Could anyone, at any time?

‘We’ll see,’ he said. ‘I’ll show you. I’ll devote myself to showing you;
I’ll find a way
.’

She fought down an impulse to say, don’t, please don’t. Suddenly she felt entirely depleted, as if at any moment she might herself begin to cry: and why should this be so? Then she remembered the keys; she took them from her handbag and gave them to him.

He hesitated slightly before taking them from her. Then a thought seemed to strike him. ‘By the way,’ he said, ‘do you like rubies?’


Rubies?

’ ‘Yes, that’s right, rubies.’

‘I’ve never thought.’

‘I just wondered.’

‘I see.’

Perhaps he was mad. Anything, she now knew, was possible.

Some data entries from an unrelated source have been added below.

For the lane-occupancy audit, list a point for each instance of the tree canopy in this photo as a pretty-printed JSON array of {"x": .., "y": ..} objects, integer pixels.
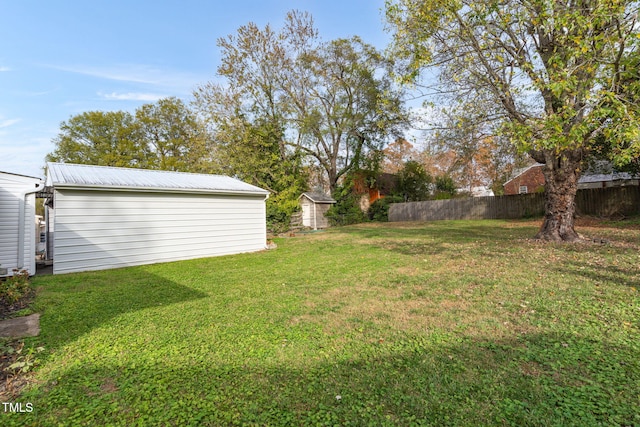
[
  {"x": 556, "y": 72},
  {"x": 333, "y": 101},
  {"x": 165, "y": 135}
]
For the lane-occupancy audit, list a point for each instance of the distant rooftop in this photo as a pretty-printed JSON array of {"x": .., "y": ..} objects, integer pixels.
[
  {"x": 318, "y": 197},
  {"x": 88, "y": 176}
]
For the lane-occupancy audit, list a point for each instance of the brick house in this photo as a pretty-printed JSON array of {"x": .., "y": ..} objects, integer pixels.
[{"x": 600, "y": 175}]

‘Look, I really must go now,’ she told him. ‘Susannah will be wanting the car.’

Jonathan made a shrug of resignation. ‘Give me your telephone number, will you?’ he said.

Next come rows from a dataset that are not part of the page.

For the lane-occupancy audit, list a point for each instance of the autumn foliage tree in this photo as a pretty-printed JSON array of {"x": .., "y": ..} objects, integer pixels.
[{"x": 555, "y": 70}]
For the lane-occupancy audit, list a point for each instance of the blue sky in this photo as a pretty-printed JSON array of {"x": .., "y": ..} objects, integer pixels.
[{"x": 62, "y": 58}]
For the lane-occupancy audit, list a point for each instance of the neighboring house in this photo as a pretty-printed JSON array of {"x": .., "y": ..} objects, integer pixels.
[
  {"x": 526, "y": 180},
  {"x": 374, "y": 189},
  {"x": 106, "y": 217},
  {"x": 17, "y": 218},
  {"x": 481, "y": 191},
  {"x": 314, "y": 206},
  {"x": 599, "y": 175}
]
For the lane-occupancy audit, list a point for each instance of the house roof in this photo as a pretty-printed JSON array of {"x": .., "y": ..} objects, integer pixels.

She wrote it down for him, and then he helped her downstairs with the boxes.

He leaned on the window frame and looked at her anxiously.

‘Drive carefully,’ he told her.

‘Of course.’

‘I’ll call you—oh! look, I almost forgot—you left that marmalade—’

‘That what?’

‘The marmalade my mother sent you, I’ll just—’

‘For God’s sake.’ She began to laugh.

He looked bewildered; he tried to smile.

‘You eat it,’ she said.

‘Are you sure?’

‘Yes, I’m absolutely certain.’

‘Oh, thanks, thanks, I will then.’

‘Bon appétit!’

She let in the clutch. She could hardly bear to look at his face, just at this moment: it harrowed her. Then she waved briefly and drove away.

When she reached Chelsea, she did not cross the river immediately, but parked near the Embankment, and went and hung over the wall, staring for a long time down at the water while the traffic roared dreadfully past her back, and wondering why she could not—just now—feel anything other than an all-engulfing, and quite unutterable, sadness.